Ahli: Profil Risiko Produk Tembakau Alternatif Lebih Rendah Daripada Rokok

Ahli: Profil Risiko Produk Tembakau Alternatif Lebih Rendah Daripada Rokok (null)

JAKARTA – Indonesia masih menghadapi tingginya prevalensi perokok dewasa. Pada tahun 2022, Badan Pusat Statistik (BPS) melaporkan prevalensi perokok usia 15 tahun ke atas telah mencapai 28,27 persen atau sekitar 70, juta orang di Indonesia. Tingginya angka tersebut menjadi tantangan tersendiri bagi pemerintah untuk menghadapi penyakit yang berkaitan dengan kebiasaan merokok. Untuk itu, diperlukan upaya lain untuk mengurangi prevalensi perokok, seperti pendekatan pengurangan bahaya tembakau yang memanfaatkan produk tembakau alternatif.
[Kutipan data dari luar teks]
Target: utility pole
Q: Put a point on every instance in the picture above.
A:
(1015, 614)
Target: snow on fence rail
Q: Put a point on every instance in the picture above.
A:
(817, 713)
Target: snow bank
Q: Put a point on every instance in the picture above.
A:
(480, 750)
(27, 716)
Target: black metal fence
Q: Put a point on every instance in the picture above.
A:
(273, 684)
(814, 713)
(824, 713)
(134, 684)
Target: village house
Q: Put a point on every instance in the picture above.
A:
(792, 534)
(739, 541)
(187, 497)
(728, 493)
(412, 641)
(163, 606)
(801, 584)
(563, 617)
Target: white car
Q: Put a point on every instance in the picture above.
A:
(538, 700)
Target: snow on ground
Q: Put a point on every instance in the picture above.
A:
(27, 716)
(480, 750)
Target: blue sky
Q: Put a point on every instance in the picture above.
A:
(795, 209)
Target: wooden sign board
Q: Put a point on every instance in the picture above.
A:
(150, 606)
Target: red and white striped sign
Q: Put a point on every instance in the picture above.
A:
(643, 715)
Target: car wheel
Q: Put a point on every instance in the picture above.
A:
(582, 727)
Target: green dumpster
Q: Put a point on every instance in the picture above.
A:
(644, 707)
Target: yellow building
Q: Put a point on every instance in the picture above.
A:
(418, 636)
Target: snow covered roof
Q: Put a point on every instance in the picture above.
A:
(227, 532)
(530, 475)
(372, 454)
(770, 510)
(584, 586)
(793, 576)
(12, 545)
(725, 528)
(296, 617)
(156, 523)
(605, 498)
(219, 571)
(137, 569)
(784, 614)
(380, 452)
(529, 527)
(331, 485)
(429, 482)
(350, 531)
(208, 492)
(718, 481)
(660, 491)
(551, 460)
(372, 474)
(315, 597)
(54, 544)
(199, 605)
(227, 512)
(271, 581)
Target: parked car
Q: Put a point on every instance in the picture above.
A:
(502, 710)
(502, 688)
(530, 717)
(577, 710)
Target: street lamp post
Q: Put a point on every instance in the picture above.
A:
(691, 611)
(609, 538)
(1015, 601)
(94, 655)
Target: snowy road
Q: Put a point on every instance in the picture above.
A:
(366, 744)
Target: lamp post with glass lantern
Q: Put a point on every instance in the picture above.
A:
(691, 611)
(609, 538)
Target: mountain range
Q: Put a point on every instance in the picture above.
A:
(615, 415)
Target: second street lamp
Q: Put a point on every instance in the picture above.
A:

Akademisi dari Fakultas Kedokteran Gigi Universitas Padjadjaran, Prof. Dr. drg. Amaliya, M.Sc., menjelaskan produk tembakau alternatif, seperti produk tembakau yang dipanaskan, rokok elektrik, dan kantong nikotin, memiliki peran potensial dalam membantu perokok dewasa beralih dari kebiasaannya. Hal ini juga didukung oleh hasil kajian ilmiah Public Health England pada tahun 2018 berjudul “Evidence Review of E-Cigarettes and Heated Tobacco Products” yang menyimpulkan bahwa  produk tembakau alternatif memiliki paparan risiko sehingga 90-95 persen lebih rendah daripada rokok.

Prof. Amaliya melanjutkan, beberapa jenis produk tembakau alternatif menggunakan sistem pemanasan, bukan melalui proses pembakaran seperti pada rokok. “Profil risiko produk tembakau alternatif lebih rendah daripada rokok karena tidak menghasilkan TAR. TAR adalah zat kimia dan partikel padat yang dihasilkan saat rokok dibakar,” ujarnya.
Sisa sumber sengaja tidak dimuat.